Depuis le 13 novembre 2001, un volet de la loi anti-terroriste permet à Washington de poursuivre un pirate, même étranger, sur le territoire des Etats-Unis. D’après son avocat, Gary McKinnon pourrait donc être jugé comme «cyber-terroriste». Il risquerait au moins 45 ans de prison. En juillet 2006, l’avocat avait même agité le spectre de Guantanamo comme lieu de détention potentiel.

«Je cherchais juste des Ovnis»

1983. Gary a 17 ans lorsqu’il voit «War Game». Une révélation. Le film raconte comment un jeune pirate passe –sans faire exprès– à deux doigts de déclencher une Troisième Guerre mondiale en s’introduisant sur un serveur militaire. Gary tient sa vocation. Il dévore «The Hacker’s Handbook» («Le manuel du pirate»), et une dizaine d’année plus tard décide de prouver l’existence des extra-terrestres.

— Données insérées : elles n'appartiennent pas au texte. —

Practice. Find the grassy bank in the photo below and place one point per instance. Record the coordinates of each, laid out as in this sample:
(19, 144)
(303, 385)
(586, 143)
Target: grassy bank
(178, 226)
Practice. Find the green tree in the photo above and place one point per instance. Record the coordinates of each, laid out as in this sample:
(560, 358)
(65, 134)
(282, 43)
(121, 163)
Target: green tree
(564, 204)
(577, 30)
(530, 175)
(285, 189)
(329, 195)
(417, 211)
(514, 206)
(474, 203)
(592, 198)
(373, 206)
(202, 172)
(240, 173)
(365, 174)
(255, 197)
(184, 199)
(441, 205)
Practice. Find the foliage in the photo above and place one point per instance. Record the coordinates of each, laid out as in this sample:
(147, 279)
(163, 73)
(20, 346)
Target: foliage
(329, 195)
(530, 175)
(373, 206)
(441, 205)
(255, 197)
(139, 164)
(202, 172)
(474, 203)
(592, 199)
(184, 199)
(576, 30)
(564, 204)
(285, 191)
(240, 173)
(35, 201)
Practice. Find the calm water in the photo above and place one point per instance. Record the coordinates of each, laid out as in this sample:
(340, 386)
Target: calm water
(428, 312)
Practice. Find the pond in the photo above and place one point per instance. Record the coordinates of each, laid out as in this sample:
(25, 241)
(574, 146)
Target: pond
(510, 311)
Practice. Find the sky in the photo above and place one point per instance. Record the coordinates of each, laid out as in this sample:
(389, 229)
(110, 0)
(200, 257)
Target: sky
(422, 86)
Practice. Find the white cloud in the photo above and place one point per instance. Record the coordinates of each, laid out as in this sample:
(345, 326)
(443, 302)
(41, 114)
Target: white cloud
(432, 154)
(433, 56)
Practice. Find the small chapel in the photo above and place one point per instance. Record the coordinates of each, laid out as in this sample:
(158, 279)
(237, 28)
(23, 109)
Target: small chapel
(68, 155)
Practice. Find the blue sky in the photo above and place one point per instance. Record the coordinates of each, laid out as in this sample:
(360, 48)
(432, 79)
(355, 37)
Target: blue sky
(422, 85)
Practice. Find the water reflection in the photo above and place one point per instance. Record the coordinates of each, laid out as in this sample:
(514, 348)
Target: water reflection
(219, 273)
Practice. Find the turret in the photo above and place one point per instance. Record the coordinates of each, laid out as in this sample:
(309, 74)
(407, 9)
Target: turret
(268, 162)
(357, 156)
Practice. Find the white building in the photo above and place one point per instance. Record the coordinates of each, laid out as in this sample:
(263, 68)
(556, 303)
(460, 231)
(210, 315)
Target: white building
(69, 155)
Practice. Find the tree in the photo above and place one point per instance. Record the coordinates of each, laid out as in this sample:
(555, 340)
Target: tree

«Je cherchais juste des Ovnis », explique-il d’ailleurs quand on lui demande ce qui l’a poussé à s’introduire sur le site du Pentagone. « Je n’avais pas l’intention de causer des dégâts. Je voulais surtout découvrir tout ce que le gouvernement nous cache.» Il affirme d’ailleurs avoir trouvé sur le serveur de la Nasa un cliché «d’une sorte de satellite ou de vaisseau spatial, sans soudure ni aspérité qui se trouvait juste au-dessus de la Terre».

Tout s’arrête en 2002, quand la police britannique vient frapper à sa porte. Désormais, son sort se trouve entre les mains de la chambre des Lords. Le site de soutien FreeGary.org a lancé une nouvelle pétition, pour tenter de faire pencher la balance.